Next, create density and box plots for the GEDI L4A datasets using the seaborn library for density plots and matplotlib for box plots.

In [None]:
# Create a figure with 1 row and 2 columns
plt.figure(figsize=(14, 6))

# Histogram
plt.subplot(1, 2, 1)
plt.hist(agbd_values, bins=20, range=[20, 500], color='blue', edgecolor='black')
plt.xlabel('AGBD (Mg/ha)')
plt.ylabel('Frequency')
plt.title('Histogram of AGBD Values')

# Boxplot
plt.subplot(1, 2, 2)
sns.boxplot(x=agbd_values, color='blue')
plt.xlabel('AGBD (Mg/ha)')
plt.title('Boxplot of AGBD Values')

# Display both plots
plt.tight_layout()
plt.show()

### Data cleaning

Next, we will filter the data points to retain aboveground biomass density (AGBD) values within 0 to 90 megagrams per hectare (Mg/ha).

In [None]:
# Filter the training points by range (0 Mg/ha to 100 Mg/ha)
filteredPoints = points.filter(
    ee.Filter.And(
        ee.Filter.gte('agbd', 0),
        ee.Filter.lte('agbd', 90)
    )
)

# Print and display the training (ta) points derived from the GEDI L4B dataset
print(filteredPoints.size().getInfo())
print(filteredPoints.first().getInfo())

# Display the GEDI L4A mean above-ground biomass (AGB) points and the derived training points
# Initialize the map
map5 = geemap.Map()
map5.centerObject(boundary, 12)
map5.addLayer(filteredPoints, {'color': '808080'}, 'Mean fitered AGBD training points')
# Display the map
display(map5)

In [None]:
# Get the AGDB values from the 'agbd' property of the filtered points
agbd_values = filteredPoints.aggregate_array('agbd').getInfo()
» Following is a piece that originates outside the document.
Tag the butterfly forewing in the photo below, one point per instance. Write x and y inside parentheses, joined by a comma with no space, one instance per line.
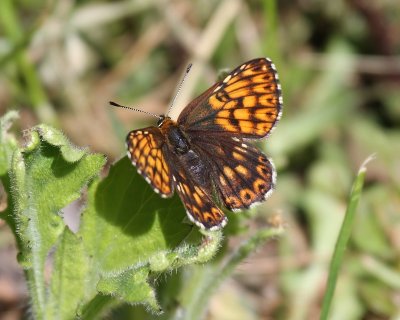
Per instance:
(247,103)
(147,151)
# Calculate summary statistics
mean_agbd = np.mean(agbd_values)
median_agbd = np.median(agbd_values)
std_agbd = np.std(agbd_values)
min_agbd = np.min(agbd_values)
max_agbd = np.max(agbd_values)

# Print the summary statistics
print("Mean AGBD:", mean_agbd)
print("Median AGBD:", median_agbd)
print("Standard Deviation AGBD:", std_agbd)
print("Minimum AGBD:", min_agbd)
print("Maximum AGBD:", max_agbd)

# Print and display the training (ta) points derived from the GEDI L4B dataset
print(points.size().getInfo())
print(points.first().getInfo())

# Create a figure with 1 row and 2 columns
plt.figure(figsize=(14, 6))

# Create a figure with 1 row and 2 columns
plt.figure(figsize=(14, 6))

# Histogram
plt.subplot(1, 2, 1)
plt.hist(agbd_values, bins=20, range=[20, 500], color='blue', edgecolor='black')
plt.xlabel('AGBD (Mg/ha)')
plt.ylabel('Frequency')
plt.title('Histogram of AGBD Values')

# Boxplot
plt.subplot(1, 2, 2)
sns.boxplot(x=agbd_values, color='blue')
plt.xlabel('AGBD (Mg/ha)')
plt.title('Boxplot of AGBD Values')

# Display both plots
plt.tight_layout()
plt.show()

## Sampling training data in Google Earth Engine
We will select specific bands from the 'clippedmergedCollection' and then sample the values (spectral reflectance values) at the locations of the 'trainingData' points.


In [None]:
# Select specific bands or variables from the 'clippedmergedCollection'
predictor_vars = ['B2', 'B3', 'B4', 'B5', 'B6', 'B7', 'B8', 'B11', 'B12', 'NDVI', 'SAVI', 'RESI']
# Sample the values at the locations of the 'trainingData' points.
trainingData = clippedmergedCollection.select(predictor_vars).sampleRegions(**{
    'collection': filteredPoints,  # The 'trainingData' is the FeatureCollection containing training points.
    'properties': ['agbd'],  # The property 'agbd' is used as the label for the training points.
    'scale': 50  # The scale (resolution) at which the sampling is performed (in meters).
})

## Export imagery and training data to Google Drive
Next, we will export the imagery and training data to your Google Drive since we want to use machine learning algorithms available in Scikit Learn.

In [None]:
# Export the training data to Google Drive
task = ee.batch.Export.image.toDrive(**{
    'image': clippedmergedCollection,
    'description': 'S2_predictors_2022',
    'folder': 'Maf_datasets',
    'fileNamePrefix': 'S2_predictors_2022',
    'region': boundary.geometry().bounds().getInfo()['coordinates'],
    'scale': 20,
    'fileFormat': 'GeoTIFF'
})

task.start()

# Export the training data to Google Drive
task = ee.batch.Export.table.toDrive(**{
    'collection': trainingData,
    'description': 'TA_AGDD_GEDI_L4A_2022',
    'folder': 'Maf_datasets',
    'fileFormat': 'CSV'
})

task.start()

print("Exporting the training data to Google Drive. This may take a while...")